As it stands, the history of health records has primarily focussed on the health experiences of the elite, who could afford quality healthcare, and whose lines of work were relatively safer. As a result, history neglected to capture in words the health experience of the hardworking folks whose hands-on work sustained societies, like the Newfoundland fisherman.

People couldn’t afford private physicians, often trucked on untreated, or they relied on volunteer hospitals (receiving lesser care, and scantier paper trails medical records).
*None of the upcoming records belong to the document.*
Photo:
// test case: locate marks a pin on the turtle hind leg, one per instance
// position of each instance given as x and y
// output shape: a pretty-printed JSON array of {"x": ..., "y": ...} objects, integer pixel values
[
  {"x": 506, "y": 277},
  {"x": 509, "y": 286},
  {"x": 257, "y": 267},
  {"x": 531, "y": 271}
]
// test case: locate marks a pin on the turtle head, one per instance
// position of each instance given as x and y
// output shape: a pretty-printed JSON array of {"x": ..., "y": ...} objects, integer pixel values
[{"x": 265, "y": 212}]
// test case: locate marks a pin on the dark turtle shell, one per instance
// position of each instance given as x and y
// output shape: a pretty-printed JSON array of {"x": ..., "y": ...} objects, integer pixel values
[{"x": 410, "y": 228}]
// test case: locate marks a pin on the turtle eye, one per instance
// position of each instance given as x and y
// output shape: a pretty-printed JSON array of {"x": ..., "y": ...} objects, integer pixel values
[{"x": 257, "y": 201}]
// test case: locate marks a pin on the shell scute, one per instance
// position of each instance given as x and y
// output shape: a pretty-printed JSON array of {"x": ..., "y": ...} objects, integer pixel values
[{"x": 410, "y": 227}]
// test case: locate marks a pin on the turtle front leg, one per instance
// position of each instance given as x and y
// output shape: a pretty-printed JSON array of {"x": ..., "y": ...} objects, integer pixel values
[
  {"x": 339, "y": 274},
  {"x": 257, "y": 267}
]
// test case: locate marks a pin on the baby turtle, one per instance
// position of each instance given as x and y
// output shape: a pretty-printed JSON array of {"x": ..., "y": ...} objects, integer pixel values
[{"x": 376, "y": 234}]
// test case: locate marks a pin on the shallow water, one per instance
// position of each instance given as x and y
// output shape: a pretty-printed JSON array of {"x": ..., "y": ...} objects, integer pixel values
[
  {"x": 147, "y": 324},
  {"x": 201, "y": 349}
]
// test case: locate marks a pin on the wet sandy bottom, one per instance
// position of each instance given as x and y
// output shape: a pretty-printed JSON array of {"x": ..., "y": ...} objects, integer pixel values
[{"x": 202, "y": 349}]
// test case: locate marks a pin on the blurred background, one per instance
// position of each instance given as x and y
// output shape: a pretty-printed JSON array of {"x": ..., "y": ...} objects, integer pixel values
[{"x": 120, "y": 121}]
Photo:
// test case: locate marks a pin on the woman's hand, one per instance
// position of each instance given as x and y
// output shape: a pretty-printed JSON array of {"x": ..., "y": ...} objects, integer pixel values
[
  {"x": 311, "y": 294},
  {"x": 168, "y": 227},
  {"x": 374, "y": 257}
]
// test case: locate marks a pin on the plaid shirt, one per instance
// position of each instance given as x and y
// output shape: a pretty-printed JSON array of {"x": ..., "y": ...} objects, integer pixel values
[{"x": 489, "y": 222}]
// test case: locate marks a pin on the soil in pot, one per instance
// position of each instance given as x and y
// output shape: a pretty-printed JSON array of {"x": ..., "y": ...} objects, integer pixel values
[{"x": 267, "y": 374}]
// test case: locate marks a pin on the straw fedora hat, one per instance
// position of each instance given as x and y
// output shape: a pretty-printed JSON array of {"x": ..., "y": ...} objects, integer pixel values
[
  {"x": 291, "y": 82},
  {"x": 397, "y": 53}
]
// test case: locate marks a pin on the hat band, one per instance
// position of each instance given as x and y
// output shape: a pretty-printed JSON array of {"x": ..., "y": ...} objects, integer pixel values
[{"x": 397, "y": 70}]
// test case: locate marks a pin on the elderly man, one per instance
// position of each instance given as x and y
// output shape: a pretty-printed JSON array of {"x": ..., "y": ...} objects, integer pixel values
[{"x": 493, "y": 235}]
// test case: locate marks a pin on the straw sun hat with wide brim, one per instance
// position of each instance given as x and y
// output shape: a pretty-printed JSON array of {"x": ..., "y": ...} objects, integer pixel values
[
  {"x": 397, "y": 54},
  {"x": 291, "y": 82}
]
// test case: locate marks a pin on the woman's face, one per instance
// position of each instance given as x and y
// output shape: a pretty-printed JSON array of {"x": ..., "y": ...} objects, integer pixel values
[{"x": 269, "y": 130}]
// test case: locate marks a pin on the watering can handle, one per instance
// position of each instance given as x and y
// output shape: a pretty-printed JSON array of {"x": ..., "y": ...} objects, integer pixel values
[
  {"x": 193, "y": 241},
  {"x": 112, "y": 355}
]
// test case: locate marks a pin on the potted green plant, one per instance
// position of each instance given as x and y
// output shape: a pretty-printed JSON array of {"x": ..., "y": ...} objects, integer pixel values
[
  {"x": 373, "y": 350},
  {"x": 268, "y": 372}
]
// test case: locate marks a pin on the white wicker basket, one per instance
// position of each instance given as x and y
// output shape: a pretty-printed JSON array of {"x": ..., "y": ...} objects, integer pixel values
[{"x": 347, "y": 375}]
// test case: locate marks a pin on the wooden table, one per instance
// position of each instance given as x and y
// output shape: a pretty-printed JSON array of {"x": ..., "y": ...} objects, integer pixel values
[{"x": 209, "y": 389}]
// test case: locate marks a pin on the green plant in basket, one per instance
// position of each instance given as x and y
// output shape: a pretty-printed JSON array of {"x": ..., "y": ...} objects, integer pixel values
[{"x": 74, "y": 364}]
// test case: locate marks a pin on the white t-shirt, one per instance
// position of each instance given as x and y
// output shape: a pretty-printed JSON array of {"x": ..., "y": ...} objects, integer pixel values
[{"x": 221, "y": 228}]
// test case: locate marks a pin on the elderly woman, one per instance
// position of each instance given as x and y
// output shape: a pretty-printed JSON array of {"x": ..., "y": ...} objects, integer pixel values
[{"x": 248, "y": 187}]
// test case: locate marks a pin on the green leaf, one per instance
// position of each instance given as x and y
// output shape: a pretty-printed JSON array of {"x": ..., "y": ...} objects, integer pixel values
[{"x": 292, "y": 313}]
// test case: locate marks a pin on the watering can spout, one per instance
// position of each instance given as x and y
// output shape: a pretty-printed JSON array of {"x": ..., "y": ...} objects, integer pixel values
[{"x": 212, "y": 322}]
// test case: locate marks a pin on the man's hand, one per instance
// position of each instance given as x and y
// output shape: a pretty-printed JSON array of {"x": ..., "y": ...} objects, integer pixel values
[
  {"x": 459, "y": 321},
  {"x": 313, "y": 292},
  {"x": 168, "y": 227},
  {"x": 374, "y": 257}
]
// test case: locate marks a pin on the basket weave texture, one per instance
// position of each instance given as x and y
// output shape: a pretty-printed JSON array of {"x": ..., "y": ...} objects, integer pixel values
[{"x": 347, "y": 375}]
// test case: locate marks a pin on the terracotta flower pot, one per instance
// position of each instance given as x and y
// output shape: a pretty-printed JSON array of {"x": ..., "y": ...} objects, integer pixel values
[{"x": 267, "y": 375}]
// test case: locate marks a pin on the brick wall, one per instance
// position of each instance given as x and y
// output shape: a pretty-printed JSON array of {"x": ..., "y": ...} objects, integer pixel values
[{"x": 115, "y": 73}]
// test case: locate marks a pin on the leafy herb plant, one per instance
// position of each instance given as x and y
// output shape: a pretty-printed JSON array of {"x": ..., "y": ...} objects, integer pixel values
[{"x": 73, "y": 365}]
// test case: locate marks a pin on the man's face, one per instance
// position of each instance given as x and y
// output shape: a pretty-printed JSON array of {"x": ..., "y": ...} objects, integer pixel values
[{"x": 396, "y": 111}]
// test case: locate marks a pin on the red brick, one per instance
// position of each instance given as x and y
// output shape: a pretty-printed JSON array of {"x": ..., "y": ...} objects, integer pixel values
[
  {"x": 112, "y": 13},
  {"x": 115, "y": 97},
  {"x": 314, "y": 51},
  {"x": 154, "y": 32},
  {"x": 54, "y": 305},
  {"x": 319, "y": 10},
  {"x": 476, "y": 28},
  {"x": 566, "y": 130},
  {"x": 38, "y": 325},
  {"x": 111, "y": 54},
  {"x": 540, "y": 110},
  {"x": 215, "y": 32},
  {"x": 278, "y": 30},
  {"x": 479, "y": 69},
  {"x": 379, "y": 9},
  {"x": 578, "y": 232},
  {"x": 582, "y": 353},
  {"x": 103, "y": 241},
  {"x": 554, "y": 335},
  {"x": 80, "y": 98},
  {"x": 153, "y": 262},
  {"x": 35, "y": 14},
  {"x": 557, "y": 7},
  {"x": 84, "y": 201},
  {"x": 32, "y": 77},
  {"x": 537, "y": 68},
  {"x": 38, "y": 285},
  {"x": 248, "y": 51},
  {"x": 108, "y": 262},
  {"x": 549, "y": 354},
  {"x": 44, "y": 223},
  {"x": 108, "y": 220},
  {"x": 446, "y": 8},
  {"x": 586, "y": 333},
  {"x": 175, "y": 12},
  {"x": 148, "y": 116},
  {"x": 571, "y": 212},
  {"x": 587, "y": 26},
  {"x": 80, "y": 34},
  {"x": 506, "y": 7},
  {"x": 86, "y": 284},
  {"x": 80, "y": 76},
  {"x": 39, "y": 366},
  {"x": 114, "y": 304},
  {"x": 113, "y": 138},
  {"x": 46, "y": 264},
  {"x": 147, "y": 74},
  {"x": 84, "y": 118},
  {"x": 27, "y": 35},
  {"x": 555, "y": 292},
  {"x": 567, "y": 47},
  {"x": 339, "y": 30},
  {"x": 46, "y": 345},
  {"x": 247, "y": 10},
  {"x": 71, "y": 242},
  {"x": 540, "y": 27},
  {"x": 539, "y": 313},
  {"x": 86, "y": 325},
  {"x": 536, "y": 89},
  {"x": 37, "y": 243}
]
There is far less information on these people’s experience with healthcare, so Dr. Mant is reading their bones to fill in gaps in the history of health for this demographic.

Fractures leave marks on bones, marks like scars that have a story. The busy working class ignored many ailments, like coughs, cuts, or infections, but fractures that prevented people from working or walking simply couldn’t be ignored, so they sought treatment for fractures, leaving a trail of hospital records for Dr. Mant, and it turns out that finger, toe, and rib fractures were the most common.

Her research has allowed her discern a history of activities. An excess of broken hand and nasal bones in this sector of people indicates a history of brawling among the working class in London, or else, a love of boxing. Females more frequently fractured their ankles; a common finding in modern day female athletes, so what were these women up to?

A history of injury patterns of the past, both recreational and occupational, can tell us a lot of what has changed or what hasn’t in terms of social and cultural and occupational behaviours. It can also reveal an increase in the types of things people now go to hospital for, since, in the past, hospital records indicate visits were primarily for bone fractures.

Knowing how historical health-related events affected the lifestyles and activities of people in the past, particularly the poor, illuminates the stories of previously underrepresented individuals, and how increased access to healthcare for all factions of society may have changed society.

Her Banting project is officially titled “Stories in Sailors’ Bones,” and to complete it, she’s studying the bones of 18th and 19th century sailors. Conveniently, she had two piles of bones available to her: a lot from Admiral Nelson’s Navy at the Royal Naval Hospital in the U.K., and a lot from   the Royal Naval Hospital in Newfoundland (circa 1725-1825).

Comparing the bone breaks of both Newfoundland- and London-based fisherfolk may well reveal parallels of the lifestyle, and better inform our understanding of “North Atlantic life” during this important historical time of trans-Atlantic trade and the colonisation of our province.